Es klingt schön - vielleicht aber zu schön, um wahr zu sein: Laut einer großen deutschen Auto-Zeitschrift will das Bundesverkehrsministerium Motorradfahrern künftig nicht nur das Durchfahren von Autobahnstaus erlauben, sondern erwägt sogar noch, allen Inhabern eines Auto-Führerscheins das Fahren von 125er-Leichtkrafträdern zu gestatten. Allen, wohlgemerkt, also auch jüngeren und jungen Autofahrern. Bereits seit 1996 darf 125er fahren, wer die Klasse B (früher 3) vor 1. 4. 1980 erworben hat.

Doch die Ernüchterung folgt: Weder Bundesverkehrsministerium noch der Industrieverband Motorrad können dies so bestätigen. Nach Recherchen der MOTORRAD-Schwesterzeitschrift "2Räder" (www.2raeder.de) wird derzeit im Berliner Ministerium lediglich "geprüft", so Ministeriums-Pressesprecher Ingo Straten, ob man Motorradfahrern künftig erlauben könne, auf der Autobahn in Schrittgeschwindigkeit die so genannte Rettungsgasse zwischen still stehenden Autokolonnen nutzen zu dürfen. Dies aber auch nur bis zur nächsten Ausfahrt.

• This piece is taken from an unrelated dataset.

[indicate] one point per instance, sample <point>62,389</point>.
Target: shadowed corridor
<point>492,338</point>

Motorrädern generell "bei Staus die Benutzung der Rettungsgasse zwischen den Fahrstreifen zu erlauben", wie das Blatt schreibt, ist also keineswegs geplant.

Das so genannte Durchschlängeln durch langsam fahrende Kolonnen wird weiterhin den Tatbestand des Rechtsüberholens erfüllen, der mit mindestens 100 Euro Geldstrafe und 3 Punkten geahndet wird. Gleichzeitig haben bereits die Bundesländer, die dem Vorhaben - sollte die Prüfung durch das Verkehrsministerium positiv ausfallen - erst noch zustimmen müssen, ihre Widerstand dagegen angekündigt. Begründung: Nicht mit der Sicherheit aller Verkehrsteilnehmer vereinbar.